Inuit women work together to stop pollution

Date published: 2006-04-12 2:27:32 PM

Toxic chemicals and pollutants threaten the once-pristine Arctic environment. For the Inuit, these contaminants are a danger not only to their land, but to their health, culture and traditional way of life.

For Inuit women, it is a call to action.

“Environmental contaminants often hit women the hardest,” says Joanna Kafarowski, a doctoral student in natural resources and environmental studies at the University of Northern British Columbia.

“In addition to the harm done to their own health, Inuit women bear the burden of knowing they pass these toxic chemicals on to their babies in the womb and through their breast milk.”

With the help of a SSHRC Doctoral Fellowship, Kafarowski has been studying how Inuit women, who have traditionally been responsible for maintaining the health of their families, have become leaders in the fight against pollution.

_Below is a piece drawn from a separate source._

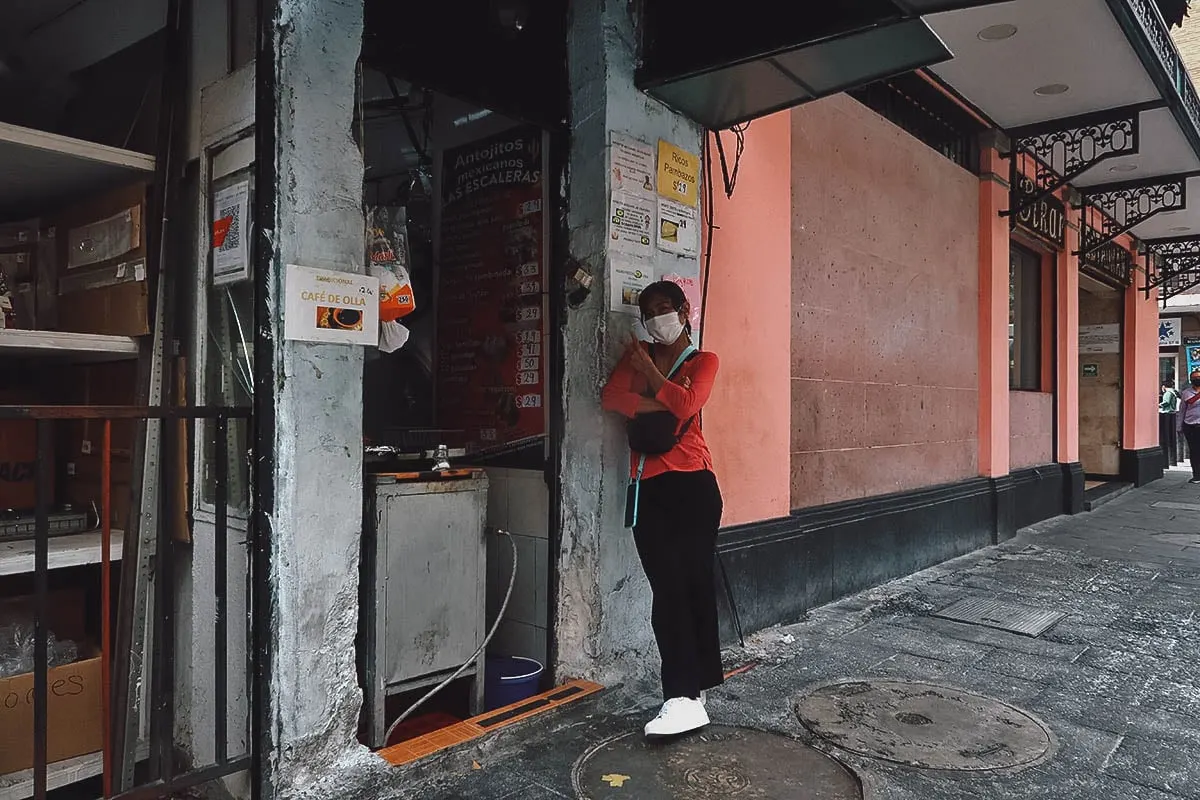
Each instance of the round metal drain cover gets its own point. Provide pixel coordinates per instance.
(921, 725)
(719, 763)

But, this is not a straightforward battle. Most of the population’s exposure to toxic pollution comes from traditional “country foods” that not only have been the mainstay of Inuit diets for centuries, but hold enormous cultural and spiritual significance.

“When contaminants first started to be identified, people were told to stop eating their traditional foods,” says Kafarowski. “But this solution created a whole new set of problems for the cultural health of Inuit communities.”

When Inuit women are involved, however, Kafarowski says they help find solutions that protect both their community’s health and their culture.

For example, when people in the northern Québec village of Inukjuak began to show high levels of lead in their blood, the source of the contaminant was identified as the lead shot used to hunt game fowl. Rather than stopping people from hunting, the women of the community began working to convince hunters and storeowners to use non-toxic steel bullets instead.

“The work of these women at the household and community level is making a huge difference,” says Kafarowski. “Not only are they working hard to remove a toxic contaminant from the environment and improve the health of their community, but they are also protecting their culture and traditional way of life.”

Joanna Kafarowski’s research on Inuit women’s responses to pollution is funded through SSHRC’s Doctoral Awards program.